The shelling started up again as soon as I started to head back to Murray. I was still out in the open and I ran like hell but there was a big one close by and next thing I knew I was hugging the ground and hanging on for dear life. I don’t know how long I stayed there but it felt like forever and all I was thinking was that I was going to die now. I really did think I was dead. But then gradually I realized I was still alive and when my head cleared a little bit I could hear Caplan yelling at me to get back into my foxhole, dammit, I was the only medic we’ve got. So I up and ran the last few yards. I was reeling like a drunk. When I got to the foxhole I had to stop short because there was a pit as big as a tank where the foxhole had been. I stopped right on the edge of it, unsteadily. There was no sign of Murray. It had been a direct hit and there was nothing but smashed-up ground and bits of metal that hissed in the rain and smoke curling up from the metal. I stared at it stupidly, just stood there and waited for it to sink in. There was nothing left of Murray at all.
It seemed like a long time that I stood there but probably it was only a couple of seconds. Then another shell came whistling down and I dove over a couple yards to the right where Price had his foxhole hidden under some foliage. I slid into it under the branches.
“Doc,” said Price.
“Murray got it,” I said.
Price said nothing.
“I would have bet money on that guy,” I said, unbelieving. “I would have bet money he was the one who was gonna make it out.”

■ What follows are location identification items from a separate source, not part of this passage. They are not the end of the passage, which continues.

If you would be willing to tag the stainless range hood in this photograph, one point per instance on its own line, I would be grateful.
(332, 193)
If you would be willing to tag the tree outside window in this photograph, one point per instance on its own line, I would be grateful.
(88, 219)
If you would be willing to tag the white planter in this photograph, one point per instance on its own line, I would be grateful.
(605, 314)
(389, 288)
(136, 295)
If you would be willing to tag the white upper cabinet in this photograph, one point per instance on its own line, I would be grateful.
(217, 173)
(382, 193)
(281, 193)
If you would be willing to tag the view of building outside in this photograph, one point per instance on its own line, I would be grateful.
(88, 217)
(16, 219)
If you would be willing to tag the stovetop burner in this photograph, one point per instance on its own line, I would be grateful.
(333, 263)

Price said, “Guess it didn’t matter about the cards.”
The next day our relief came in, fresh troops just sent up from reserve, and I got myself stocked up on cigarettes again. The rain came down as hard as ever but there wasn’t any more shelling. We found out on our way down the hill to the rear that we had won, the Krauts had started pulling out that morning because the rain showed no signs of stopping and they couldn’t get their armor moved up.